The time stamp gives the exact time of the analysis. This same time stamp appears on all of the graphic output, allowing you to keep track of your numerical and graphical outputs. The next 7 lines of output (Data File, Output File, Random Number Seed, Number of Replications, Elapsed Time) provide basic information that was used to set up the run. The Elapsed Time (0.43 secs) can be useful for large data files because you can run a trial with a smaller number of replications and then estimate how long a full run would take.

The remaining output gives the results of the analysis. The Observed Index (0.55) is calculated for the Data File, whereas the Mean (0.39) and Variance (0.002) of Simulated Index are calculated for the set of simulated matrices (n = 1000 matrices for the default, which can be changed with Number of Replications). The next 4 lines of output give a 1- or 2-tailed 95% confidence interval.

The next 2 lines give the estimated tail probability for the Observed Index compared to the histogram of simulated indices. In this case, the lower tail = 0.997, and the upper tail = 0.003. The exact probability (P Obs = null) was 0 in this analysis because none of the simulated index values were exactly the same as the observed value. In some analyses (especially with small data sets), there can be ties, which are incorporated into the calculation of the tail probabilities.

The last line of output is the Standardized Effect Size (SES), which converts the p value into a standardized deviate, which can be used as a response variable in meta-analyses and comparisons among sets of results. Large positive values of the SES indicate increasingly small upper-tail probabilities, and large negative values of SES indicate increasingly small lower-tail probabilities. Non-significant tail probabilities usually fall between -2.0 and +2.0.
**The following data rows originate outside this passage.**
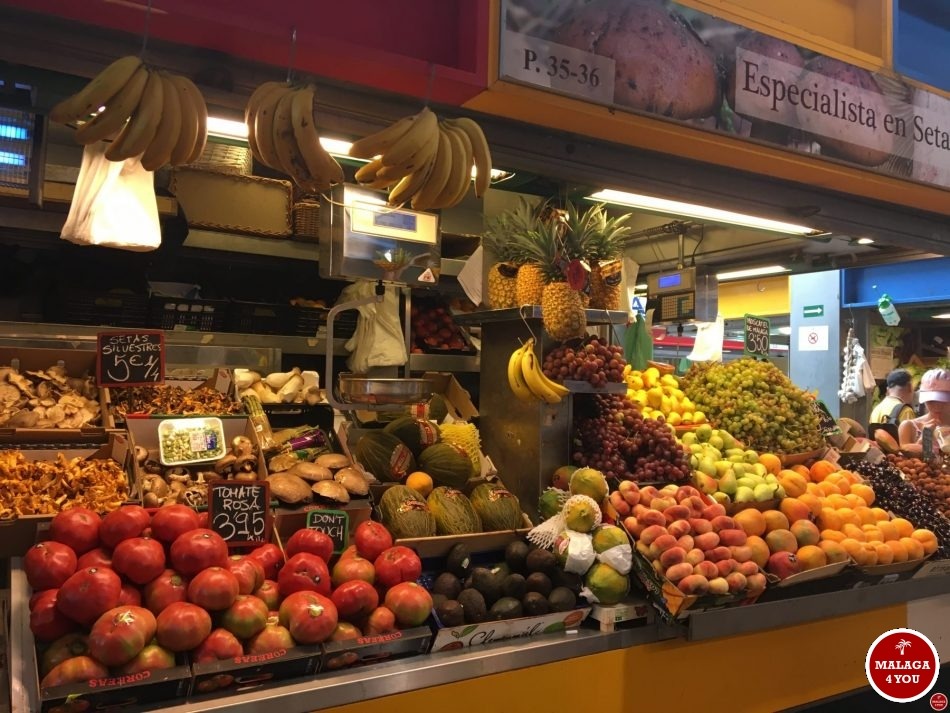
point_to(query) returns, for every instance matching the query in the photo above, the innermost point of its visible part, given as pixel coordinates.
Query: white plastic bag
(113, 205)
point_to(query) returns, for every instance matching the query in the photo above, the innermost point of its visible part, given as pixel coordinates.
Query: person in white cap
(934, 394)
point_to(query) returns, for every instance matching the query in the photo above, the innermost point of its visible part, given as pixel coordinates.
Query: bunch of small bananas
(283, 136)
(159, 116)
(526, 379)
(425, 162)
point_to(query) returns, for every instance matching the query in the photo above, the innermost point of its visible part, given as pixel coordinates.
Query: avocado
(473, 606)
(451, 613)
(447, 584)
(506, 608)
(458, 561)
(515, 586)
(541, 561)
(539, 582)
(562, 599)
(535, 604)
(515, 555)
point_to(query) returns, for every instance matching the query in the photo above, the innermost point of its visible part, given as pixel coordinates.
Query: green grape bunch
(756, 403)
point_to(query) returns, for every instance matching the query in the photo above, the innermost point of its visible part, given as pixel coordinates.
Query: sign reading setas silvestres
(664, 59)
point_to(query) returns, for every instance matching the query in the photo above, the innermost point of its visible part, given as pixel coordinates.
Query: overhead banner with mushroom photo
(664, 59)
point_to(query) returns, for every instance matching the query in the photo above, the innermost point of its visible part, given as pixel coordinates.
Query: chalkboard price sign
(334, 523)
(240, 511)
(130, 358)
(756, 335)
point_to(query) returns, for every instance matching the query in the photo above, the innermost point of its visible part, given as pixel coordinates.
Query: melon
(453, 512)
(497, 507)
(385, 456)
(446, 464)
(405, 513)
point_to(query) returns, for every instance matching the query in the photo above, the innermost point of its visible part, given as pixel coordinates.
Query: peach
(737, 581)
(695, 556)
(784, 564)
(652, 532)
(706, 541)
(723, 522)
(781, 541)
(707, 569)
(678, 528)
(806, 532)
(699, 525)
(741, 553)
(694, 584)
(672, 556)
(732, 537)
(718, 586)
(678, 572)
(726, 566)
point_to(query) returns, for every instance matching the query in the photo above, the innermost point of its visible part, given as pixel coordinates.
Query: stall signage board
(239, 511)
(875, 122)
(756, 336)
(130, 358)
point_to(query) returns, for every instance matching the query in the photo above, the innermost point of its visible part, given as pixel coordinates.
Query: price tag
(334, 523)
(130, 358)
(240, 511)
(563, 69)
(757, 336)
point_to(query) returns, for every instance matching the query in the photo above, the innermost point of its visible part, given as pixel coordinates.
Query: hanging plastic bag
(113, 205)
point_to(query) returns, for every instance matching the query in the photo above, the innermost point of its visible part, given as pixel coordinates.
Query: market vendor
(934, 394)
(895, 406)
Most of these numerical results are illustrated graphically in the upper panel of the output, which displays the histogram (blue bars) of the simulated index values, the observed index value (red vertical line), and the one- and two-tailed 95% confidence intervals (the pairs of black vertical thin-dashed and thick-dashed lines, respectively).
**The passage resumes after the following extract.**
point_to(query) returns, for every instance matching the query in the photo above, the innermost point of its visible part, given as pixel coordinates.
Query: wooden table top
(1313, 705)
The remaining part of the output figure gives a graphical portrayal of the input data (in red) and of the output data for one of the null assemblages (in blue). For the niche overlap module, the x-axis of this graph is the niche overlap categories, in the same order as they occur in the input file, and the y-axis is the species (ordered from first to last in the input file).

At each position in the graph, a circle indicates the relative utilization of the resource category. The area of each circle is proportional to utilization. If there is no circle present, there is a zero in the data set for that combination of species and resource category. The lower panel (in blue) depicts the same arrangement for one of the simulated matrices.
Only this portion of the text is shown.